One billion people worldwide are suspected of having a vitamin D deficiency. Healthy amounts of vitamin D have been shown to prevent depression and other mood disorders, as well as contributing to the upkeep of a healthy hormonal profile.
Furthermore, vitamin D is actually a molecule that we synthesize in our own bodies! I think it is a real tragedy that such an enormous percentage of the world is missing out on the benefits of sufficient vitamin D, perhaps even having to deal with completely unnecessary mental strain because of it.
How does vitamin D help my mood?
It is synthesized in a complicated process that starts in our skin, requiring sunlight to kick-start its creation and continues through our liver and kidneys. Its importance really comes into play in aiding in the production of two very important neurotransmitters: serotonin and melatonin. These regulate a wide variety of brain functions and behaviors. They play critical roles in regulating mood, alertness, decision-making, social behavior, impulsive behavior, and more. To understand just how crucial vitamin D is to our well-being, it is important to appreciate the relationship between these three molecules. Melatonin is made from serotonin, which is made from tryptophan- an essential amino acid that we obtain by eating protein-rich foods. However, tryptophan cannot be converted into serotonin without first being activated by vitamin D. Now you can clearly see how critical it is to have adequate levels of vitamin D in our body if we want to achieve good mental health. But what exactly goes wrong when our levels of this molecule fall?
A recent breakthrough study explained that low vitamin D levels, coupled with genetic factors during growth, could lead to dysfunctional serotonin function and may be one underlying mechanism that contributes to neuropsychiatric disorders and depression. Combinations of cohort studies show that people who suffer from depression are much more likely to have vitamin D deficiencies. While mood and vitamin D have been linked since the 2000s when receptors for the vitamin were discovered in areas of the brain that control our mood, there is a new body of studies that are uncovering another area of our lives that this vitamin affects, and its huge! SEX. Both male and female sexual dysfunction (SD) have been linked to vitamin D deficiency, perhaps not getting enough D is affecting more than simply our mood?
Vitamin D’s association with serotonin means that it is a culprit for explaining libido changes in both men and women. However, sexual dysfunction characterized by lack of sexual interest; difficulty achieving orgasm, and even pain, have been linked to shortcomings in vitamin D levels. In a study in 2016, women with SD had significantly lower vitamin D levels compared to the control group (mean of 15.9 compared to 26.3 nmol/L, respectively). Additionally, desire, arousal, lubrication, orgasm, satisfaction, and pain were all significantly associated with vitamin D deficiency. This, by far, is not a problem exclusive to women.
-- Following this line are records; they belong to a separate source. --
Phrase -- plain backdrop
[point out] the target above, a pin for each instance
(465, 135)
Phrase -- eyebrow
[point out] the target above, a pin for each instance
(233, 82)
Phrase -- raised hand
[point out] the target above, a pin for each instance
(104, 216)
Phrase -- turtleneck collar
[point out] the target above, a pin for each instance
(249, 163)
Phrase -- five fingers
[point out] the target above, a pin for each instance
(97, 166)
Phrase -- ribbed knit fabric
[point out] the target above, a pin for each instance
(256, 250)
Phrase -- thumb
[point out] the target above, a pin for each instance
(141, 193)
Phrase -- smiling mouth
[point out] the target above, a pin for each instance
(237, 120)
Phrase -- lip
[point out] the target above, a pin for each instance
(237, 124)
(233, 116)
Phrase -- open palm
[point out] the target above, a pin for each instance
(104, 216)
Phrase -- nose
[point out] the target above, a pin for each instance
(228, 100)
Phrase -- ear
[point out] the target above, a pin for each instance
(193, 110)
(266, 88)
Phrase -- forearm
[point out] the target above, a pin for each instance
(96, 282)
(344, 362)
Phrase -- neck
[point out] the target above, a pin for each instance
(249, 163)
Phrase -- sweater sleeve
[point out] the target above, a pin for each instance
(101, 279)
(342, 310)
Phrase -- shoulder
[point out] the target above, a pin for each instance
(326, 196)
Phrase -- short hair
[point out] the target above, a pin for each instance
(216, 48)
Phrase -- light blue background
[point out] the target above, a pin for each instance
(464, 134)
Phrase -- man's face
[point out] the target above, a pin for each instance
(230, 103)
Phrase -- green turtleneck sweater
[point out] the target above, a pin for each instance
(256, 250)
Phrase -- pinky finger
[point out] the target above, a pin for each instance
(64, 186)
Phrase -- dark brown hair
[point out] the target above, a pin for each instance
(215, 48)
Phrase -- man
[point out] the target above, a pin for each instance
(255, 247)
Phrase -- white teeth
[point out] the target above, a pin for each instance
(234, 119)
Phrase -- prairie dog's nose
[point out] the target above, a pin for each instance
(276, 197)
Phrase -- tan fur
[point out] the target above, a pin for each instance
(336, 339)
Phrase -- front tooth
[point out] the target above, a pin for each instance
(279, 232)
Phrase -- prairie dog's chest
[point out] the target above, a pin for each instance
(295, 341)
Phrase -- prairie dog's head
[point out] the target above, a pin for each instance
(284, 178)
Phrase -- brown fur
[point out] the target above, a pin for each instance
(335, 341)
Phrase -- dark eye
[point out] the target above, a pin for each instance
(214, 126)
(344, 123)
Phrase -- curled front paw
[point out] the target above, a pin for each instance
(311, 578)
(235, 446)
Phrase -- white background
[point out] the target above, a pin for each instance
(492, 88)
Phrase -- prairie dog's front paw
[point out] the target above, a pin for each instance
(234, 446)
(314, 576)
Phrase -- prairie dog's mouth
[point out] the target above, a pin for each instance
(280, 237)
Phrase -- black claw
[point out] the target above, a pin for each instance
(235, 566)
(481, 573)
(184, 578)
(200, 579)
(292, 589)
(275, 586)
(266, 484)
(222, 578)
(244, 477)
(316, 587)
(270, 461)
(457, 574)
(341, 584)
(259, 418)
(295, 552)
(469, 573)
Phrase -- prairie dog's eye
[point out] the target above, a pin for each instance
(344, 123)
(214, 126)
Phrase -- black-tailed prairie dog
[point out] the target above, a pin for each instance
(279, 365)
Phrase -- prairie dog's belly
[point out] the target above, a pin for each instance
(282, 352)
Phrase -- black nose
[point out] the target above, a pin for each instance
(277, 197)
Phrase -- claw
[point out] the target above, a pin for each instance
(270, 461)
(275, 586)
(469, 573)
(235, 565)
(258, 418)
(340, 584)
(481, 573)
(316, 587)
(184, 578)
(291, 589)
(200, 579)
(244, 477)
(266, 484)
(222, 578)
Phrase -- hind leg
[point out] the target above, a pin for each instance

Testosterone is widely regarded as the most influential hormone in male sexual health, influencing libido, and general sexual health. In 2012, over a thousand men were analyzed to test the hypothesis that vitamin D levels were influential in sexual health. An overwhelming positive correlation was found between vitamin D and testosterone levels, which was later corroborated by at least 3 independent studies. These data sets indicate that deficient vitamin D concentrations may inhibit testosterone production and limit human performance, as well as help battle against erectile dysfunction through its beneficial effects on endothelial cells.
So how can we tackle this worldwide epidemic of vitamin D deficiency? Fortunately for us all, this part is not difficult. The most popular solution is supplementation via D3 capsules/soft gels/liposomal delivery, but for many people, intravenous vitamin D is a far more practical and reliable option. Either way, I would recommend home testing your serum vitamin D levels at least every 3 months to keep track of this essential molecule.